Motivations for becoming an exophonic writer may be manifold: to make a political statement (for example, Yoko Tawada attempted "to produce exophony both in her mother tongue [Japanese] and her acquired tongue [German] ... to dismantle ... the ultranationalistic concept of a 'beautiful' Japanese language"), to adopt/avoid stylistic elements of particular languages ("for Tawada, a native speaker of a language whose grammar makes no distinctions of gender, case, definite and indefinite articles, or singular and plural ... each Western word, phrase or idiom becomes a conundrum", "I grope for some unlikely expression in my native language, trying to find the proper equivalence in translation for an English word or phrase"), to evade the risk of being lost in translation, or to gain a wider readership – translated literature in the UK and US accounts for only a small percentage of sales, so "it makes commercial sense". When asked why he didn’t write in his native language, Joseph Conrad replied, "I value too much our beautiful Polish literature to introduce into it my worthless twaddle. But for Englishmen my capacities are just sufficient." It may defy definition: when Chika Unigwe was asked whether her writing felt Belgian or Nigerian, she said it "depended on the time of day ... some stories needed to be written in English, whereas others could only be told in Dutch". Argentinian podcaster and author Zoe Gomez Cassardo has commented that in addition to the reasons above, she writes in English because she doesn't know "which Spanish" to write in, the number of variants and lack of standardization conversely making her mother tongue a harder choice.

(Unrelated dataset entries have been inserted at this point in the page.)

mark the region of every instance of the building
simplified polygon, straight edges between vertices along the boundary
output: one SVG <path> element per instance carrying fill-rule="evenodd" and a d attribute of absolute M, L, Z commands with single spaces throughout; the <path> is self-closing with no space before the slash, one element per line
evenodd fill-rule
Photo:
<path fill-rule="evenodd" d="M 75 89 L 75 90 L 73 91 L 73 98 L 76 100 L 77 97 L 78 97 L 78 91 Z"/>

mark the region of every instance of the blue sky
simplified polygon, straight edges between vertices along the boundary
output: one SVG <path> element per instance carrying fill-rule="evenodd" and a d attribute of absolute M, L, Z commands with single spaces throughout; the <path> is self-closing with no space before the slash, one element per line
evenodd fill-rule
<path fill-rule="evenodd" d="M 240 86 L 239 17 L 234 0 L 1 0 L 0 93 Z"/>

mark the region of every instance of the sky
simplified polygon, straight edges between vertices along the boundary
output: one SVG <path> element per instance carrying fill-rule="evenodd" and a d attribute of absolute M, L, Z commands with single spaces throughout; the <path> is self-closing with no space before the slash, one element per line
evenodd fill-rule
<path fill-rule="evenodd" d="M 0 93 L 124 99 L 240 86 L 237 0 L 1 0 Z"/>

Some exophonic authors are also translators, including in some cases of their own works. The phenomenon of translating into a second language is generally referred to as "L2 translation", and there was once "strong resistance to it on the grounds of it being perceived as unprofessional and inherently deficient […] although the academic dispute about [its] validity seems decidedly milder now".

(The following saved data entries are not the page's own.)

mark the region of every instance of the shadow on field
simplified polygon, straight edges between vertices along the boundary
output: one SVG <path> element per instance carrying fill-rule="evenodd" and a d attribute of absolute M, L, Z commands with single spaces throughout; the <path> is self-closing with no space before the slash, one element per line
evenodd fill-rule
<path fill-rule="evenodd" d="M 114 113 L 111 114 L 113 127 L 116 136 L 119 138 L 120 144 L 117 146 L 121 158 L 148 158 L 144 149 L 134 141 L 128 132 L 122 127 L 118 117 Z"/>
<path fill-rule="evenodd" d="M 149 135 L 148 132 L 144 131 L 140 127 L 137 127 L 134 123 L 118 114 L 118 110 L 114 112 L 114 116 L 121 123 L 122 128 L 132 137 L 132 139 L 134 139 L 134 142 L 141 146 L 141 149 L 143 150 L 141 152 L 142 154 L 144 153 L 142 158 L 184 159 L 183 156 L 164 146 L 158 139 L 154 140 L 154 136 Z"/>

Conversely, translation of exophonic works can present problems due to the "defamiliarization of the new language through stylistic innovation".

==Recognition==
Many exophonic authors have won recognition for their writing via top literary awards, as well as a variety of national honours and distinctions. The Prix Rivarol was specifically awarded to novels in French by 'non-first language' authors, as was the Adelbert von Chamisso Prize for non-native German works. Even awards that have been historically limited to native speakers for decades, such as the Akutagawa Prize, have now begun to be awarded to non-natives and even non-nationals.

Some examples include :

- Chinua Achebe: Man Booker International Prize
- Gloria Alcorta: :fr:Prix Rivarol
- Samuel Beckett: Prix Formentor, Nobel Prize
- Joseph Brodsky: Nobel Prize
- Emil Cioran: :fr:Prix Rivarol
- Adolfo Costa du Rels: Gulbenkian Prize, :fr:Prix Rivarol
- Kazuo Ishiguro: Whitbread Prize, Booker Prize, Nobel Prize; OBE, Chevalier de l'Ordre des Arts et des Lettres, Order of the Rising Sun, Knight Bachelor
- Vahé Katcha: :fr:Prix Rivarol
- Ágota Kristóf: ADELF Prix Europe, Gottfried Keller Preis, Austrian State Prize for European Literature
- Milan Kundera: Prix Médicis, Mondello Prize, Herder Prize, Jerusalem Prize, Ovid Prize
- :fr:Bruce Lowery: :fr:Prix Rivarol
- Amin Maalouf: Prix Goncourt, Prix Méditerranée, Prince of Asturias Award, Sheikh Zayed Book Award; elected to Académie française, National Order of Merit, Royal Society of Literature
- Yann Martel: Man Booker Prize, Asian/Pacific American Award for Literature, etc.
- Melinda Nadj Abonji: German Book Prize, Swiss Book Prize
- :fr:Piotr Rawicz: :fr:Prix Rivarol
- Emine Sevgi Özdamar: Ingeborg Bachmann Prize, etc.
- Shahan Shahnour (as Armen Lubin): :fr:Prix Rivarol
- Saša Stanišić: Alfred Döblin Prize, German Book Prize
- Tom Stoppard: Academy Award, British Academy Film Award, Golden Globe Award; CBE, etc.
- Yoko Tawada: Akutagawa Prize (for a work in Japanese, not exophonic), Goethe Medal, Kleist Prize
- Chika Unigwe: Nigeria Prize for Literature
- Elie Wiesel: :fr:Prix Rivarol, Prix Médicis, Nobel Peace Prize
- Yang Yi: Akutagawa Prize
- David Zoppetti: :ja:すばる文学賞
Please note that the list above is by no means exhaustive.